The arrested-development finding is counterintuitive because it contradicts the common assumption that experience produces expertise. Ericsson showed that experience alone does not. What produces expertise is experience structured to meet the four conditions of deliberate practice. When those conditions are absent — when the work is routine, when feedback is infrequent or confounded, when the practitioner operates within the comfort zone rather than at the boundary — hours accumulate without development.
In medicine, the finding has been replicated in multiple studies. A 2005 systematic review in Annals of Internal Medicine by Choudhry and colleagues concluded that physicians who have been in practice longer may be at risk for providing lower-quality care — not because medicine got harder but because the practitioners' diagnostic models calcified around the patterns they had seen early in their careers and were not systematically updated through the disconfirming feedback that would have forced revision.
The AI era creates conditions for extending this pattern broadly. When tools handle the difficulty that professional work previously imposed, the incidental deliberate-practice that used to occur even without explicit design is eliminated. The developer who used to develop through debugging stops debugging. The lawyer who used to develop through careful case reading stops reading cases carefully. The physician who used to develop through diagnostic uncertainty loses the uncertainty.
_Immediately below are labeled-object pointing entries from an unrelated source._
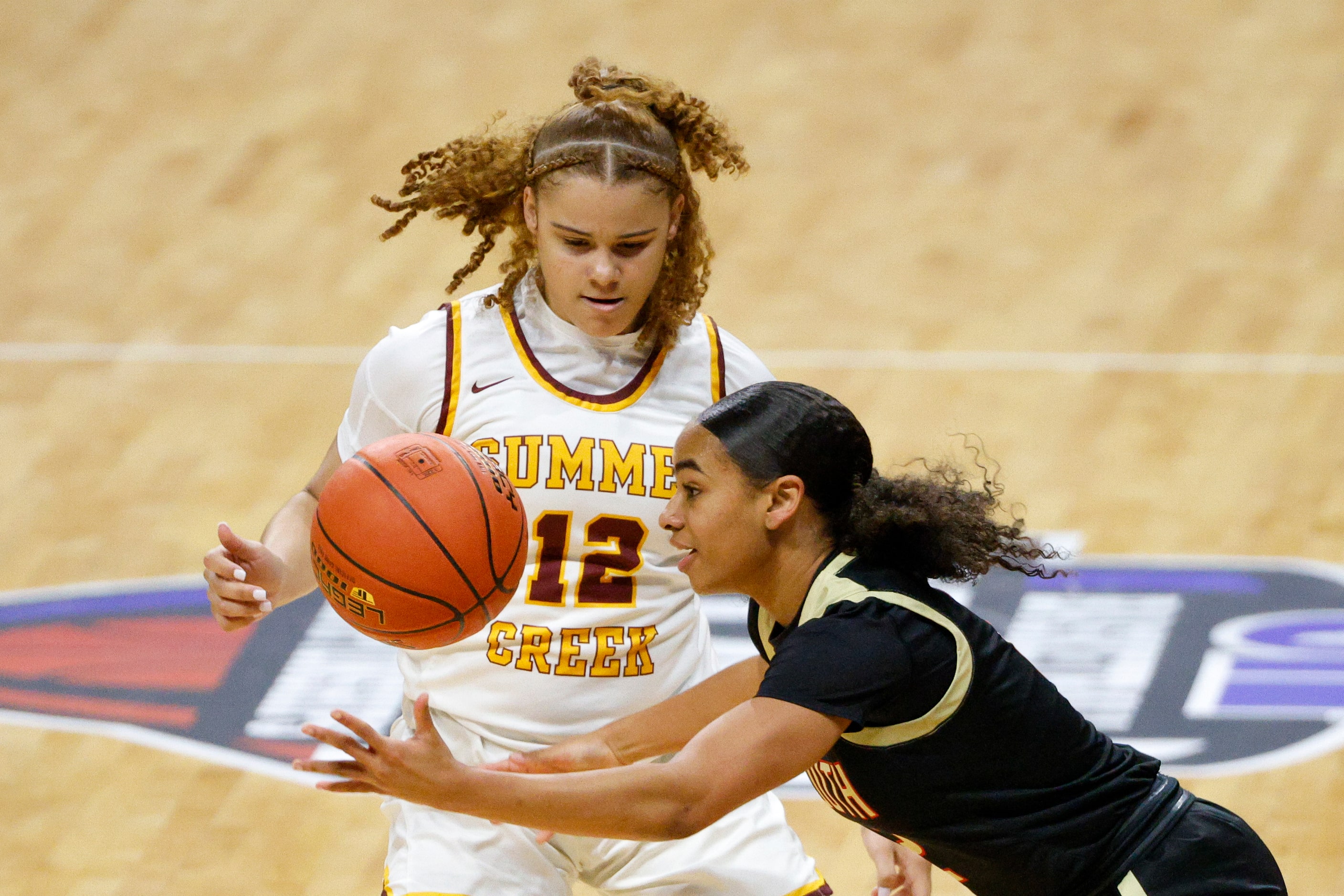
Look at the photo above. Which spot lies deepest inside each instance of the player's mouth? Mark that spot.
(604, 304)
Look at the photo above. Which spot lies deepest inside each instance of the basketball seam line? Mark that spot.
(460, 618)
(490, 542)
(424, 524)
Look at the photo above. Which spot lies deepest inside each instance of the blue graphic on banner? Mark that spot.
(1214, 666)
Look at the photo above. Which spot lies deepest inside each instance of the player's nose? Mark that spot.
(605, 272)
(670, 519)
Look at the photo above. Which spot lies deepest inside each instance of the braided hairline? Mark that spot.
(675, 177)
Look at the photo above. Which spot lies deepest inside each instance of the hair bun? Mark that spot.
(590, 80)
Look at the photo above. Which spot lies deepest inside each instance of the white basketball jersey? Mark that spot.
(602, 623)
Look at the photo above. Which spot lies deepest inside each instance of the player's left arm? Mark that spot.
(745, 753)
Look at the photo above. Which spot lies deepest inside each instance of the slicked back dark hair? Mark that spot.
(937, 526)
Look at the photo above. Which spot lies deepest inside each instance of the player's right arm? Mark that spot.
(248, 579)
(398, 389)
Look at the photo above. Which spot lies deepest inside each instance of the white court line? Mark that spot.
(171, 354)
(787, 359)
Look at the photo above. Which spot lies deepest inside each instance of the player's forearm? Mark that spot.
(288, 536)
(631, 802)
(671, 725)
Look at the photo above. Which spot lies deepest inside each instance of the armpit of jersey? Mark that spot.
(742, 367)
(830, 593)
(870, 661)
(398, 386)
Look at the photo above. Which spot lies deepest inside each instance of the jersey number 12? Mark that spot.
(608, 578)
The professions that historically produced expertise as a byproduct of difficult practice will increasingly produce practitioners who look like veterans but have the representational architecture of novices.
The remedy, consistent with the broader framework, is the deliberate preservation of developmental conditions within AI-augmented workflows. This requires institutional recognition that experience and expertise are not the same thing, that the latter depends on specific conditions, and that those conditions must be maintained when the tools that previously imposed them have removed them.
The arrested-development finding emerged from Ericsson's studies of professional expertise across medicine, teaching, athletics, and management. It was systematized in his 2004 article Deliberate Practice and the Acquisition and Maintenance of Expert Performance in Medicine and Related Domains and extensively replicated in subsequent research.
Experience ≠ expertise. Hours accumulated without the four conditions produce no representational growth.
Early calcification. Heuristics formed in training often solidify and are never revised, because routine practice provides confirmatory feedback that reinforces rather than challenges them.
Confirmation without correction. Routine cases provide feedback that confirms the practitioner's existing models even when the models are subtly wrong; only disconfirming feedback on novel cases forces revision.
AI amplification. Tool-handled difficulty eliminates the incidental deliberate practice that previously occurred even without explicit design.
Cross-professional pattern. The arrested-development finding generalizes across medicine, teaching, driving, judging, and other domains where practice conditions are routine rather than deliberate.